Regulation and processing of maize histone deacetylase Hda1 by limited proteolysis.

作者信息

Pipal Alexandra, Goralik-Schramel Maria, Lusser Alexandra, Lanzanova Chiara, Sarg Bettina, Loidl Adele, Lindner Herbert, Rossi Vincenzo, Loidl Peter

机构信息

Institute of Molecular Biology, University of Innsbruck, Medical School, A-6020 Innsbruck, Austria.

出版信息

Plant Cell. 2003 Aug;15(8):1904-17. doi: 10.1105/tpc.013995.

DOI:10.1105/tpc.013995
PMID:12897261
原文链接:https://pmc.ncbi.nlm.nih.gov/articles/PMC167178/
Abstract

A maize histone deacetylase gene was identified as a homolog of yeast Hda1. The predicted protein corresponds to a previously purified maize deacetylase that is active as a protein monomer with a molecular weight of 48,000 and is expressed in all tissues of germinating embryos.
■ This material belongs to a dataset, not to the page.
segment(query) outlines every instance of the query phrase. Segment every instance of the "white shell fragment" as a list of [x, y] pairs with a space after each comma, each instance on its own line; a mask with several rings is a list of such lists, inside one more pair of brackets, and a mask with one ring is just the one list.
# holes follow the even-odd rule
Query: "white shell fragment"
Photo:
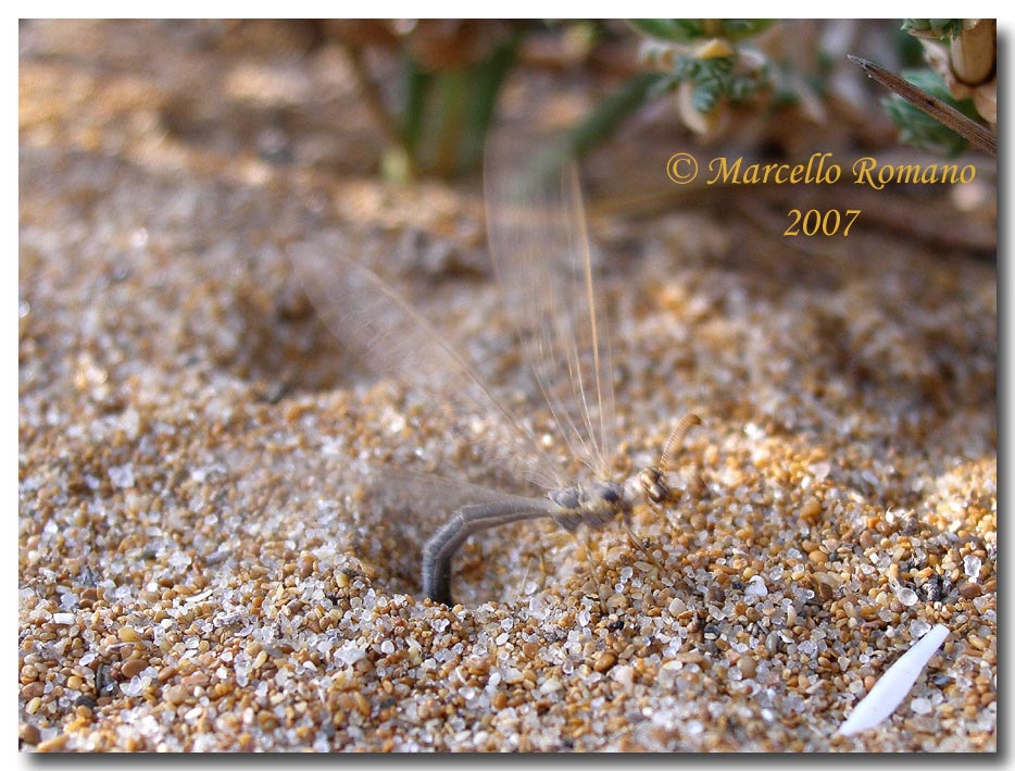
[[853, 708], [850, 717], [837, 733], [850, 736], [860, 731], [873, 729], [895, 711], [895, 707], [910, 693], [913, 683], [923, 672], [924, 666], [941, 647], [945, 637], [948, 637], [947, 626], [941, 624], [932, 626], [912, 648], [900, 656], [895, 663], [888, 668], [888, 671], [870, 688], [870, 693]]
Hda1 is synthesized as an enzymatically inactive protein with an apparent molecular weight of 84,000 that is processed to the active 48-kD form by proteolytic removal of the C-terminal part, presumably via a 65-kD intermediate. The enzymatically inactive 84-kD protein also is part of a 300-kD protein complex of unknown function. The proteolytic cleavage of ZmHda1 is regulated during maize embryo germination in vivo. Expression of the recombinant full-length protein and the 48-kD form confirmed that only the smaller enzyme form is active as a histone deacetylase. In line with this finding, we show that the 48-kD protein is able to repress transcription efficiently in a reporter gene assay, whereas the full-length protein, including the C-terminal part, lacks full repression activity. This report on the processing of Hda1-p84 to enzymatically active Hda1-p48 demonstrates that proteolytic cleavage is a mechanism to regulate the function of Rpd3/Hda1-type histone deacetylases.

摘要

一个玉米组蛋白去乙酰化酶基因被鉴定为酵母Hda1的同源物。预测的蛋白质对应于一种先前纯化的玉米去乙酰化酶,它作为一种分子量为48,000的蛋白质单体具有活性,并在萌发胚的所有组织中表达。Hda1最初合成时是一种表观分子量为84,000的无酶活性蛋白质,通过蛋白水解去除C末端部分(可能经由一个65-kD的中间体)被加工成活性的48-kD形式。这种无酶活性的84-kD蛋白质也是一个功能未知的300-kD蛋白质复合物的一部分。ZmHda1的蛋白水解切割在玉米胚体内萌发过程中受到调控。重组全长蛋白和48-kD形式蛋白的表达证实只有较小的酶形式作为组蛋白去乙酰化酶具有活性。与这一发现一致,我们表明在报告基因检测中48-kD蛋白质能够有效地抑制转录,而包括C末端部分的全长蛋白质缺乏完全的抑制活性。这篇关于Hda1-p84加工成具有酶活性的Hda1-p48的报告表明蛋白水解切割是一种调节Rpd3/Hda1型组蛋白去乙酰化酶功能的机制。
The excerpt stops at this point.